This is indeed useful for any kind of volumetric rendering. In fact it may be essential to make volumetrics play nice with the rest of the scene. You should definitely open a PR or at least a feature request to see how the devs would react and get some discussion going.
VERTEX_OUT
is not a good name though. It should be something like FRAGMENT_WORLD
Yes, fragment world position is a good name for it.. in unity they always just use the term "position" in fragment shaders, like "positionWS" (world space), positionSS (screen space) or positionOS (object space) etc.
And you're right, VERTEX_OUT is bad and I knew that but I did not had a better term for it yet
Just found out after opening the PR that there is already another user who wanted to achieve the same: https://github.com/godotengine/godot/pull/65307
This user also wrote a really nice addon which uses the DDA algorithm but the plugin won't work until the PR has been merged into the main repo.

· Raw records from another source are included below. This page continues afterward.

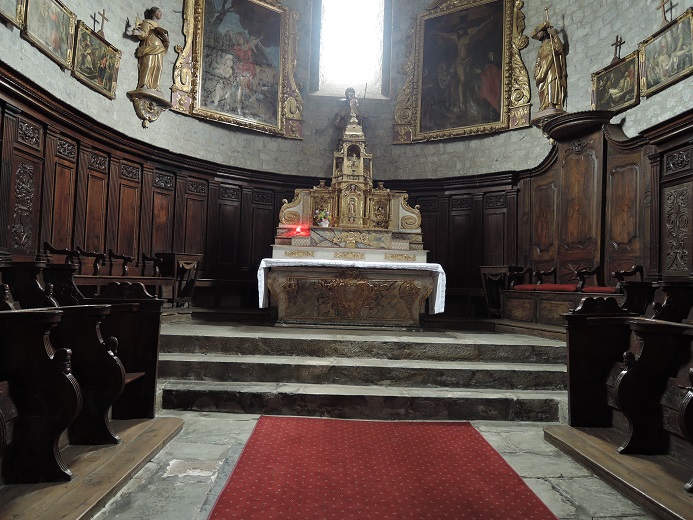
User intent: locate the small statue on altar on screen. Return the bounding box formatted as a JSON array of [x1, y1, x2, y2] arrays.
[[334, 87, 361, 129], [531, 8, 566, 114]]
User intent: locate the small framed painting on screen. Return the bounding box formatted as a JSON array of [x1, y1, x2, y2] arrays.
[[591, 51, 639, 114], [0, 0, 25, 28], [22, 0, 76, 69], [72, 21, 122, 99], [640, 8, 693, 97]]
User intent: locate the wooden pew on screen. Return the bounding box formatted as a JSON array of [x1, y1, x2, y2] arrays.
[[46, 244, 175, 301], [0, 308, 81, 483], [1, 262, 126, 444], [42, 260, 163, 419]]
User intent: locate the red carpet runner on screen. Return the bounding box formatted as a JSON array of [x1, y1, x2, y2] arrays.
[[209, 416, 557, 519]]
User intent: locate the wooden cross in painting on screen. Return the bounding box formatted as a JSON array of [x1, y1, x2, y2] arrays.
[[657, 0, 671, 27], [611, 35, 624, 63], [97, 9, 109, 36]]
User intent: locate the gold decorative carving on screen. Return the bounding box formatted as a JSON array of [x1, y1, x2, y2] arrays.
[[171, 0, 195, 112], [331, 231, 371, 248], [399, 196, 421, 229], [284, 250, 314, 258], [393, 0, 531, 143], [384, 254, 417, 262], [334, 252, 366, 260]]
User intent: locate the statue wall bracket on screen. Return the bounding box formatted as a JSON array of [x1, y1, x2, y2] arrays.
[[127, 89, 172, 128]]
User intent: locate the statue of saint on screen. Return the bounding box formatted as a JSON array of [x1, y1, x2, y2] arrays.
[[133, 6, 169, 92], [531, 16, 566, 112], [334, 87, 360, 129]]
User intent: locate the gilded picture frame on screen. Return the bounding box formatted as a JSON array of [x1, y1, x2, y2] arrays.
[[393, 0, 531, 144], [0, 0, 25, 28], [640, 8, 693, 97], [591, 50, 639, 114], [22, 0, 75, 69], [72, 21, 122, 100], [171, 0, 303, 139]]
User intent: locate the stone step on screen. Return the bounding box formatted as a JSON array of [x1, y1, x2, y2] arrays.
[[159, 323, 566, 363], [159, 353, 567, 391], [160, 380, 567, 422]]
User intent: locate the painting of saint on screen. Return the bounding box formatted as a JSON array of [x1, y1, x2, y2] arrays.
[[642, 12, 693, 96], [199, 0, 281, 127], [419, 0, 505, 133], [24, 0, 75, 68], [72, 21, 121, 99], [592, 52, 638, 113]]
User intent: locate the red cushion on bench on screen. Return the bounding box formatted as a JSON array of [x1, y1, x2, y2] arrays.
[[535, 283, 578, 292], [581, 286, 618, 294], [512, 284, 537, 291]]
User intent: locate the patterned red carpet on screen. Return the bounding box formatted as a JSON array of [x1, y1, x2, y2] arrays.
[[208, 416, 557, 519]]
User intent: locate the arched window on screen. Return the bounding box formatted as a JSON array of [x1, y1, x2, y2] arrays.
[[310, 0, 392, 97]]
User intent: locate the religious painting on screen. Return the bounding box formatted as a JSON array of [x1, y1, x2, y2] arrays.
[[393, 0, 531, 144], [591, 51, 639, 114], [0, 0, 25, 28], [72, 21, 122, 100], [171, 0, 304, 139], [640, 9, 693, 97], [22, 0, 75, 69]]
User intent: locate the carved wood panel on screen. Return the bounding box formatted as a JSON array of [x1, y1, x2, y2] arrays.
[[84, 170, 108, 252], [151, 189, 174, 254], [8, 153, 42, 258], [51, 161, 76, 249], [560, 148, 599, 253], [217, 200, 241, 267], [184, 197, 206, 254], [662, 181, 692, 277], [116, 182, 141, 259], [531, 177, 557, 261], [449, 212, 472, 277], [249, 205, 274, 267]]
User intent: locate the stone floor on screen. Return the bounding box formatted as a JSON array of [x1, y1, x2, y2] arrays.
[[91, 411, 655, 520]]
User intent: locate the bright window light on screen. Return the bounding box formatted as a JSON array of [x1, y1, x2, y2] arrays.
[[319, 0, 384, 96]]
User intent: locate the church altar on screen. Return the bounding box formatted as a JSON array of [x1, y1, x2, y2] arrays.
[[258, 258, 445, 328], [259, 90, 445, 328]]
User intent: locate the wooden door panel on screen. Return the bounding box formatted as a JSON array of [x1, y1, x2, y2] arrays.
[[152, 190, 173, 253], [8, 153, 43, 258], [484, 210, 506, 266], [184, 197, 206, 254], [449, 213, 472, 274], [117, 183, 140, 258], [51, 162, 76, 249], [218, 201, 240, 266], [84, 171, 107, 252]]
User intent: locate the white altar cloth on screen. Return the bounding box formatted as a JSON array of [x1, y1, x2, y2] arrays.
[[257, 258, 446, 314]]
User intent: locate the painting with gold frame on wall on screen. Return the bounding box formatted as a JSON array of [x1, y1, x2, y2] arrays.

I think I like this users solution more because there is actually no need to supply the fragments world position since it can be reconstructed from linear depth and I really like the conclusion that you can't modify the position of a fragment in 3D space to anything you want to, you can only modify it along the ray i.e. farther or nearer to the camera.
However, it looks like the Godot core devs did not yet came to a solution and the team is currently focusing on the 4.2 release so I will maybe just continue to use a fork and stick to this users solution as it is way more optimized than my version was.